Not only did AT&T never build its own local infrastructure, indeed dismantling what little local infrastructure it did have, because renting access at government set rates was cheaper than building their own, companies like MCI, which had never been divested, were allowed to loot the local bells as well, since the were classed as the same type of local carrier.
MCI/Worldcom, which had never been divested of anything, moved into reselling the local bells' service which they could rent from the bells at something like 1/10th of the local bells actual costs. Even then, MCI under Bernie Ebbers engaged in all sorts of unprofitable business models - for instance, reselling the local bells' service to customers of the local bells who were in default (had service cut off for non-payment) managing to bill these deadbeats for a few months until they too stiffed MCI. These customers churned between innumerable resellers, keeping working phone service with the same telephone numbers while staying a few days ahead of losing service due to non-payment buy "moving to another carrier" i.e., another non-phone service provider who would bill for the local company's service as a middleman. Even when carriers like MCI were stiffed by their "customers" for the local bill, MCI would leave the line active but blocked for outgoing calls so that the customer could not switch to another company and control of the line (for which MCI might literally pay a few dollars a month or less) would not revert to the local bell which would sell it at a break-even cost of about a dozen bucks for just local service.
The biggest industry issue now is cable/telephone parity. Cable companies do not have to pay the same outrageous taxes (like the 3% federal surcharge instituted to pay for the Spanish American War in 1898 - and still on the books!) which weigh down the telecoms.

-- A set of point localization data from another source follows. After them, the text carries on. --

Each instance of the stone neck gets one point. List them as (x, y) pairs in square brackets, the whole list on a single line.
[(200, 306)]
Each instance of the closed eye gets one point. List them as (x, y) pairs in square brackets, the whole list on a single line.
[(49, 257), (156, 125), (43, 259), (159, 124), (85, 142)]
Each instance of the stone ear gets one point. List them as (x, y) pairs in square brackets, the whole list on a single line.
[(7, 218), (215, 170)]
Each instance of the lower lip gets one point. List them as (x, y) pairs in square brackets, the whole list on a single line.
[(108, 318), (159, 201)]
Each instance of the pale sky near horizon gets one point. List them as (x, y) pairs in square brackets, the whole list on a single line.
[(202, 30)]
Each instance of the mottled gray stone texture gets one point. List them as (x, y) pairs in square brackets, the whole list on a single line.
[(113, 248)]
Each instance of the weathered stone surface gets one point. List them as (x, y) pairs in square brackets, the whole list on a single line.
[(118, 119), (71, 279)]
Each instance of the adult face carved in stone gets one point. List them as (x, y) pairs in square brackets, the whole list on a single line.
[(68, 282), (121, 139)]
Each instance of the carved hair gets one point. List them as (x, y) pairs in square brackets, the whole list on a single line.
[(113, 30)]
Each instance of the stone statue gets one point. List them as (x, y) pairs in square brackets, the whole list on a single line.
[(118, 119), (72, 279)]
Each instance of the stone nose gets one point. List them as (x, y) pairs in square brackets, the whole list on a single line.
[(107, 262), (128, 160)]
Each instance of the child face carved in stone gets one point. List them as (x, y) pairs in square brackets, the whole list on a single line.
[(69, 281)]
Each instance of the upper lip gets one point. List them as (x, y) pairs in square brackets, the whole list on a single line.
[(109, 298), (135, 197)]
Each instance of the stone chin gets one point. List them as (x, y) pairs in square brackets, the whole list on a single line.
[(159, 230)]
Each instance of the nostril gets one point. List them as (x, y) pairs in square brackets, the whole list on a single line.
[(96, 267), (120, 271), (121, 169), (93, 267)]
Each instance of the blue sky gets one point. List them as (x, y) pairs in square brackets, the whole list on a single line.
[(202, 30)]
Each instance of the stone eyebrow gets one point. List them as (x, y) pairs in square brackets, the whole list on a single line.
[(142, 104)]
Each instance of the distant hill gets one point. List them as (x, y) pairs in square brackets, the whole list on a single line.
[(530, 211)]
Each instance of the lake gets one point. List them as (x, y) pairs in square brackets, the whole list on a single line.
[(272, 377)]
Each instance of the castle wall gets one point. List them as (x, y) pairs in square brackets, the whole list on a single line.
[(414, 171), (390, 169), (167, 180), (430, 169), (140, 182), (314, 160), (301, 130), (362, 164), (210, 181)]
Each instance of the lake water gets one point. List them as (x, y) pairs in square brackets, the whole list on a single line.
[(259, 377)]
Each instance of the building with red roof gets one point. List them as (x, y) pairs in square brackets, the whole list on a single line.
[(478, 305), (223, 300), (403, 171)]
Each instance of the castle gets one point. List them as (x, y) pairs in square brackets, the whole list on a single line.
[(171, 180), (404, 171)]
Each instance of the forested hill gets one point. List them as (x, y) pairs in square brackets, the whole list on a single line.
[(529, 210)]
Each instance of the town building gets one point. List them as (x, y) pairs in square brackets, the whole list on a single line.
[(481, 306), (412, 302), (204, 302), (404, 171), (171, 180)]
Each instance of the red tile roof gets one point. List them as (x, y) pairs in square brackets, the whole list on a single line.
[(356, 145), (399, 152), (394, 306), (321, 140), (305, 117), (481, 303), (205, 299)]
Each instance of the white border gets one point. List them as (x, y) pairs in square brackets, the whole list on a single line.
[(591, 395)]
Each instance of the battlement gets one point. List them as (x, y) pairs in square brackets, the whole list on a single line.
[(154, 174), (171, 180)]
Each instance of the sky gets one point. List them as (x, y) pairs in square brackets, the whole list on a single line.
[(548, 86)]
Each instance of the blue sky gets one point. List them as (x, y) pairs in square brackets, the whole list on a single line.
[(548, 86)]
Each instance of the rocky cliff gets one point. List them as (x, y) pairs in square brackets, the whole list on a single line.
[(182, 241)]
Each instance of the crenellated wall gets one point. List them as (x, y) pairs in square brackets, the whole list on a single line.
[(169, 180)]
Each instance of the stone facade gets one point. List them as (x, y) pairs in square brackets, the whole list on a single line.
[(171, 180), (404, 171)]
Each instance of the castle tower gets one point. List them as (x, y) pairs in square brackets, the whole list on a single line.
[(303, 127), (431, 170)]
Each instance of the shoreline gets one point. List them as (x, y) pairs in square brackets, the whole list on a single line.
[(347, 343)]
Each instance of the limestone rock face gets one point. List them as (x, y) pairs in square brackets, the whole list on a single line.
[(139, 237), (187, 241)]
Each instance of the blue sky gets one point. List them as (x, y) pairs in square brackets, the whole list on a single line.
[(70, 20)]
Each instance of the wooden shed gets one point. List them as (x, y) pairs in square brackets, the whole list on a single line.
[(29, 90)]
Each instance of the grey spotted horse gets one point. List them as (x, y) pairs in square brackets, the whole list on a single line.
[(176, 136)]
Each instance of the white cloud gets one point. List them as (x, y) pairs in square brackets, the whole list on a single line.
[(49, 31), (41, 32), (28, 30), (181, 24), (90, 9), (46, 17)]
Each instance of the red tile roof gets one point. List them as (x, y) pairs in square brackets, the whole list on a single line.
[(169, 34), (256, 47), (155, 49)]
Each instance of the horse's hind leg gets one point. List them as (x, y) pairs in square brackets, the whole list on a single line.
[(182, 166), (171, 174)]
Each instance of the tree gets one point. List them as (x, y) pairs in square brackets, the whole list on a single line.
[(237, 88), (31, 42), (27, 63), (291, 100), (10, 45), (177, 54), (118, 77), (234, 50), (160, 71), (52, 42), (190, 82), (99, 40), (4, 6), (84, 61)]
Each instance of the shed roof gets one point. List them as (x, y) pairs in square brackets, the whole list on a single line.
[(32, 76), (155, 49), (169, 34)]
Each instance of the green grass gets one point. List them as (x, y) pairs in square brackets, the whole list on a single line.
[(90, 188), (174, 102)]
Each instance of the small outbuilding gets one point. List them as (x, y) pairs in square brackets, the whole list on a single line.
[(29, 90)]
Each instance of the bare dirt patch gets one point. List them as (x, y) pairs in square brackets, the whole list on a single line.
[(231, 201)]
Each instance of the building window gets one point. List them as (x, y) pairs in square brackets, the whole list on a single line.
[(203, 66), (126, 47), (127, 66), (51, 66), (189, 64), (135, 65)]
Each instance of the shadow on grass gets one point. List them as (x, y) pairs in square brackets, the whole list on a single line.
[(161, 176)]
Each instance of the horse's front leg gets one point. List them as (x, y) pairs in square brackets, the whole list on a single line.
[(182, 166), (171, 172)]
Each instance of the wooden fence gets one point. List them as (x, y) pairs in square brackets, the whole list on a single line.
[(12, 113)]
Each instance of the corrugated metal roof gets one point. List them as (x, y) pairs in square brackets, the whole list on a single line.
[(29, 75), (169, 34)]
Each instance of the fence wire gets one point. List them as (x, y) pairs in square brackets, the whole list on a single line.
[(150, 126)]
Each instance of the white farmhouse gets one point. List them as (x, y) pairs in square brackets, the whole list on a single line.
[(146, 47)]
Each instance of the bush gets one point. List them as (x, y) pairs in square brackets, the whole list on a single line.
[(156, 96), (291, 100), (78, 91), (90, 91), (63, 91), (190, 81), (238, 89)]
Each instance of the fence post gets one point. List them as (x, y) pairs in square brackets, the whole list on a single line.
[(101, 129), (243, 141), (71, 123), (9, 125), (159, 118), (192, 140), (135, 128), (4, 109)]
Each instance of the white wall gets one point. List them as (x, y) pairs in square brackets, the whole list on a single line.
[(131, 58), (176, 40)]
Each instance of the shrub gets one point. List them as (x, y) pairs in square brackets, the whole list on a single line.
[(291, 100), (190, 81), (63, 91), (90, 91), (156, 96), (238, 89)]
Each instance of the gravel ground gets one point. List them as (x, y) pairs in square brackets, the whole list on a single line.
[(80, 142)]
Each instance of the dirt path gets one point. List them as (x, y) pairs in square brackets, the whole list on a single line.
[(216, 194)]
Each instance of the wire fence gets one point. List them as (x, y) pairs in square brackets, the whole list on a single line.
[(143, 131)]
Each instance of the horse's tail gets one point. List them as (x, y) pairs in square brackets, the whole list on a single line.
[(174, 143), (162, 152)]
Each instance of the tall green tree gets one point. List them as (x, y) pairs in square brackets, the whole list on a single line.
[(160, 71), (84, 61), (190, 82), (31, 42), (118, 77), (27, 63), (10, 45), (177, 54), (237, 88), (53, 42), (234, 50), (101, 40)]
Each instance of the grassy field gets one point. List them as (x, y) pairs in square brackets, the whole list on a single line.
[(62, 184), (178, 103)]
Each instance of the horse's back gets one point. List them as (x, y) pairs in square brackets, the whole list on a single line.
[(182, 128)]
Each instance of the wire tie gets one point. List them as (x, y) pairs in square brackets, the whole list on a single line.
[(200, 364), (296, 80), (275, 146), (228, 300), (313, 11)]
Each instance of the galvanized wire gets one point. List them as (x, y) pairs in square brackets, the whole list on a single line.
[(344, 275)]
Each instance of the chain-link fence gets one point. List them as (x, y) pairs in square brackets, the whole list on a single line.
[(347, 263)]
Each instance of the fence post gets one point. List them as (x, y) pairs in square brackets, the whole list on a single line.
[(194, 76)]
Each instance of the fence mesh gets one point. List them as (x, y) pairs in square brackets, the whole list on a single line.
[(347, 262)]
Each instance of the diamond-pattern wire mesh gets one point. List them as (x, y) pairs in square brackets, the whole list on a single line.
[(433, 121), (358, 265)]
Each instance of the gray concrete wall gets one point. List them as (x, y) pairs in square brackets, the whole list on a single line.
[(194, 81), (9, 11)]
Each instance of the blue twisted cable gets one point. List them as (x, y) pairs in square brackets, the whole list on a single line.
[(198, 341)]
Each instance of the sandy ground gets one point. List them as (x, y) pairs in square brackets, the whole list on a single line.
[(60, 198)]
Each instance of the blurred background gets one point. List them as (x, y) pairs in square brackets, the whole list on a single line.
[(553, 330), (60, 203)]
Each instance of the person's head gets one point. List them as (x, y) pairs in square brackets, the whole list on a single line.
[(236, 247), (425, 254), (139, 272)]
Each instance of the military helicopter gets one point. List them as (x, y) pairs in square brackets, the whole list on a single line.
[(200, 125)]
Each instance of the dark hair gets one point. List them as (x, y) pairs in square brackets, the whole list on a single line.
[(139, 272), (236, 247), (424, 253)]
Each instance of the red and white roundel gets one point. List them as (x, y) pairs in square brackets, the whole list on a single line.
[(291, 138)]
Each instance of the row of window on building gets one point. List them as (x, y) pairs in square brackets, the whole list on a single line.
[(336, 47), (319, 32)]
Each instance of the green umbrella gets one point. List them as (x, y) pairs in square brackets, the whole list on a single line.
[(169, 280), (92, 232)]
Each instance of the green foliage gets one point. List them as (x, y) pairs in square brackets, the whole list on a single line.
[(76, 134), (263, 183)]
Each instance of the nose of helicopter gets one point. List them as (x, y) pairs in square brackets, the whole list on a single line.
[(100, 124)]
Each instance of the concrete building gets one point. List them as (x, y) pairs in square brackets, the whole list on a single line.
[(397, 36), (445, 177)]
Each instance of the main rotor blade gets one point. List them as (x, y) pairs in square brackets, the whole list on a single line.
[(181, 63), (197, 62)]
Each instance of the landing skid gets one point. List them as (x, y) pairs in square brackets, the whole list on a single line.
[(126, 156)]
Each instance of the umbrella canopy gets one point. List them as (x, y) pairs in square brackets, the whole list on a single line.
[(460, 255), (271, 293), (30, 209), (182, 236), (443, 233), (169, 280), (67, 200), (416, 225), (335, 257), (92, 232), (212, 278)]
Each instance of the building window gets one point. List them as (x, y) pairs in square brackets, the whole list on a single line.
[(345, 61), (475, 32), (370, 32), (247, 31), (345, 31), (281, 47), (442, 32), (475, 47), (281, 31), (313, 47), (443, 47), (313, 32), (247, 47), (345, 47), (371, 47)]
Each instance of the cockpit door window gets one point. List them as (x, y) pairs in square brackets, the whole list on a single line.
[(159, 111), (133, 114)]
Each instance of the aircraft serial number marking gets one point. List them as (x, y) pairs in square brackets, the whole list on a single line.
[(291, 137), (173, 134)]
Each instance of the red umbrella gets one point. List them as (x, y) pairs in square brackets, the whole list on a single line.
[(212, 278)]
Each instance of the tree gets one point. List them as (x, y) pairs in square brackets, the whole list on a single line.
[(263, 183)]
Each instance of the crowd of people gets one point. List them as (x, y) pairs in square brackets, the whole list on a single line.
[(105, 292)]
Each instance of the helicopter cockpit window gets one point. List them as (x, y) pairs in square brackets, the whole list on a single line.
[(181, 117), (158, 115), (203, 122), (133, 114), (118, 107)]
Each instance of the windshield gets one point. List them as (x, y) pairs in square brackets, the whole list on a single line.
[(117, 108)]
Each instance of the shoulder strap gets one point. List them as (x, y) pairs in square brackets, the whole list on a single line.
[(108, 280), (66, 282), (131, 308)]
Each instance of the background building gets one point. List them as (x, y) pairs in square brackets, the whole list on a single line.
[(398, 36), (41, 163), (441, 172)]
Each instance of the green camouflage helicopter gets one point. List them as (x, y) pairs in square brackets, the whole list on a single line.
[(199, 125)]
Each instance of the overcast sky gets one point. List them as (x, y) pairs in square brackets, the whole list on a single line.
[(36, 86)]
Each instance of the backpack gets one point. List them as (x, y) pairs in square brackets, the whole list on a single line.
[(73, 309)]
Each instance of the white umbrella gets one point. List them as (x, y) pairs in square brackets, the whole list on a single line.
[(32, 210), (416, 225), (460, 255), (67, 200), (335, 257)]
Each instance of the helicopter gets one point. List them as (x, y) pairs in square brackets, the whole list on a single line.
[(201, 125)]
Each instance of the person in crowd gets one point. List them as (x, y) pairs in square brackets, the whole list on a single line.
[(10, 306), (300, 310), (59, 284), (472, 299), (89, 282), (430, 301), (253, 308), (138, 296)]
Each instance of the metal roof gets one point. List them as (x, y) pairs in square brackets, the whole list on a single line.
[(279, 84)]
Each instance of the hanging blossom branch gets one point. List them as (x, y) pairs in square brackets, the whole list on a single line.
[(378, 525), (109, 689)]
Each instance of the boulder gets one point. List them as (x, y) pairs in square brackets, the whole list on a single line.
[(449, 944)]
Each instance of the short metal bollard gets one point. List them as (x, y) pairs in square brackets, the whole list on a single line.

In this environment, the local bells remained barely afloat while having to seek court action to get the rates for their mandated resold service reregulated up to market value. Fiber Optic infrastructure investment was delayed by a decade. And AT&T, which did not commit the same frauds as MCI, could not compete, and became a blue chip turned penny stock to be bought out by Bell South. MCI should have been liquidated, but, based in Trent Lott's home state, this was prevented by behind the scenes pull, and AT&T was doomed. The entire assets of MCI should have been granted to AT&T, although that would have been of little recompense.
Total deregulation is the proper step. Media consolidation is not to be feared. Each now has at least landline, cable, sattellite and cellular access, or at least one or two of those media in even the most rural areas. There is no carrier monopoly anywhere except where mandated by law.
As for media content, have you read your local newspaper lately? How many stories are AP releases sold to every paper in the country, and how many pieces are actually investigative journalism done by actual reporters with bylines. So far as I am aware, the NY POST has Andrea Peyser as its only staff reporter outside the sports and gossip pages. The NY SUN is unique in NY in offering actual investigative reporting, and it breaks national news more often for its size than any other paper of which I am aware.
In any case, the newspapers must focus on after the fact analysis and editorializing. By the time they print a story it is at least half a day old on the internet and has been repeated 12 times on cable news.
All media ownership regulations should be abolished.